Pada pagi harinya, sahabat muda tersebut bingung menghadapi kenyataan tersebut, dan bertanya kepada teman-temannya, bagaimana hukumnya  apakah dia harus mandi junub, padahal kepalanya berdarah dan  penuh luka?

Ternyata teman-temannya ‘berfatwa’ dia tetap harus mandi junub agar dirinya suci kembali. Sahabat muda pun akhirnya mengikuti anjuran temannya dengan melakukan mandi junub.

Akibatnya fatal! Pemuda tersebut meninggal  sehabis mandi. Mendengar kejadian tersebut, Rasulullah ﷺ marah besar dan berkata, yang artinya; “Mereka telah membunuhnya! Kalau dia tidak tahu, seharusnya mereka bertanya. Padahal seharusnya dia  cukup dengan bertayamum.” (HR. Dawud, dari Jabir bin Abdullah ra. ).

Akibat ‘fatwa’ kurang ilmu, seseorang dapat meninggal dunia yang membuat Rasulullah ﷺ marah besar.  Ini baru akibat penghilangan nyawa seseorang tanpa sengaja, hanya karena kecerobahan semata, lalu bagaimana halnya kalau “penghilangan nyawa”  dilakukan secara sengaja, terus-menerus, berskala massif dan menimbulkan korban nyawa sangat besar dari bagian umat Islam? Dan keyakinan itu dianggap sebagai kebijakan politik yang harus ditempuh demi menjaga kekuasaan seorang khalifah?

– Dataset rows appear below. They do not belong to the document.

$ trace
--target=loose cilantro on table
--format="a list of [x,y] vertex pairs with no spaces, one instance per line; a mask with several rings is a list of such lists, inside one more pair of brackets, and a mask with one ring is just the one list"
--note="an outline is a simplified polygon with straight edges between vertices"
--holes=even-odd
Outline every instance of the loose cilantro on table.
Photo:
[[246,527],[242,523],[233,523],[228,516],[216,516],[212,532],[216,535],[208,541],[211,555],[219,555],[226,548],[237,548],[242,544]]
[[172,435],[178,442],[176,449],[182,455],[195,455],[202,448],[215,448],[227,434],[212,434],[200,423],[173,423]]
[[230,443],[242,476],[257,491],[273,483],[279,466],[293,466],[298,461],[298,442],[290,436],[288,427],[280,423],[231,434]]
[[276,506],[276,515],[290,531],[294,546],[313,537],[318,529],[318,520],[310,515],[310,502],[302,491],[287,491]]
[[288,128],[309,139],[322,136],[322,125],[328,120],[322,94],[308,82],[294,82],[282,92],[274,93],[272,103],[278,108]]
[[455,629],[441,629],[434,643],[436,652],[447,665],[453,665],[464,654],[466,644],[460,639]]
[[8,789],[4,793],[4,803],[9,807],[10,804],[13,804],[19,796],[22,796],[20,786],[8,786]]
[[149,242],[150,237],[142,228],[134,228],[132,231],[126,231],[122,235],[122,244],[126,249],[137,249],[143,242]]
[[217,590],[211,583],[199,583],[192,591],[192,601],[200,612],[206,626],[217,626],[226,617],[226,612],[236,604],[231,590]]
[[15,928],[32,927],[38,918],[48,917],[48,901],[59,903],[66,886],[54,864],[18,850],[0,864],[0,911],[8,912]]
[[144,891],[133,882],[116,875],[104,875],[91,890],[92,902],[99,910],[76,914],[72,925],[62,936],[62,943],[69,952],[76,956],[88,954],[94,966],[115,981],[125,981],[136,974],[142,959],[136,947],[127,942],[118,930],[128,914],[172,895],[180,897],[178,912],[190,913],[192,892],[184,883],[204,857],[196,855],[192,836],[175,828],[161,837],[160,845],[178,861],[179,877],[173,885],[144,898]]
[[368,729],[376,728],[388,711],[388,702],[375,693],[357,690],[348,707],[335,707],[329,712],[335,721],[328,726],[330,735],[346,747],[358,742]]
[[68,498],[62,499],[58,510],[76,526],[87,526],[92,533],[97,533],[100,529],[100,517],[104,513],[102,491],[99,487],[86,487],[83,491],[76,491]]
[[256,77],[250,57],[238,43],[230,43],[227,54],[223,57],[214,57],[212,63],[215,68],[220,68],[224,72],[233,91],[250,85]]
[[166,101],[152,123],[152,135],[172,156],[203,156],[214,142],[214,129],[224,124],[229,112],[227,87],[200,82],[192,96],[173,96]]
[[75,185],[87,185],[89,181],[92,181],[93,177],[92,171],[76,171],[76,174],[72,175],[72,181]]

Fenomena ini benar-benar terjadi sekitar enam puluh tahun sepeninggal Nabi ﷺ. Ketika Khalifah Abdul Malik bin Marwan diangkat sebagai Khalifah ke-4 Dinasti Bani Umayyah menggantikan ayahnya Marwan bin Hakam, dunia Islam terjadi dualisme kekhalifahan.

Kekhalifahan Abdul Malik bin Marwan berkedudukan di Damaskus, dan Kekhalifahan Abdullah bin Zubair (salah satu sahabat Nabi) yang berkedudukan di kota suci Makkah.

Para ulama menganggap kedua kekhalifahan dianggap sah karena memiliki pendukung dan pengaruh yang kuat di dunia Islam. Bahkan kalau dilihat dari segi kelayakannya, Abdullah bin Zubair memiliki keunggulan dari segi akhlak dan kedudukannya.

Pada saat terjadinya dualisme kekhalifahan tersebut, Khalifah Abdul Malik bin Marwan dikenalkan dengan seorang pemuda yang berasal dari Taif yang bernama Hajjaj bin Yusuf Ats-Tsaqafi.

Hajjaj dikenal sebagai pemuda yang bersikap keras, pandai berpidato dan hapal Al-Qur’an. Ditambah lagi memiliki mental dan ketegasan yangl luar biasa.

Ternyata semua karakter yang dimiliki Hajjaj bin Yusuf sangat dibutuhkan Khalifah Abdul Malik bin Marwan, yang membutuhkan pemimpin yang tegas dan keras untuk menghadapi lawan-lawannya baik yang internal umat Islam maupun ekternal umat. Khalifah sangat menginginkan menyelesaikan urusannya dengan khalifah tandingan yang ada di Makkah.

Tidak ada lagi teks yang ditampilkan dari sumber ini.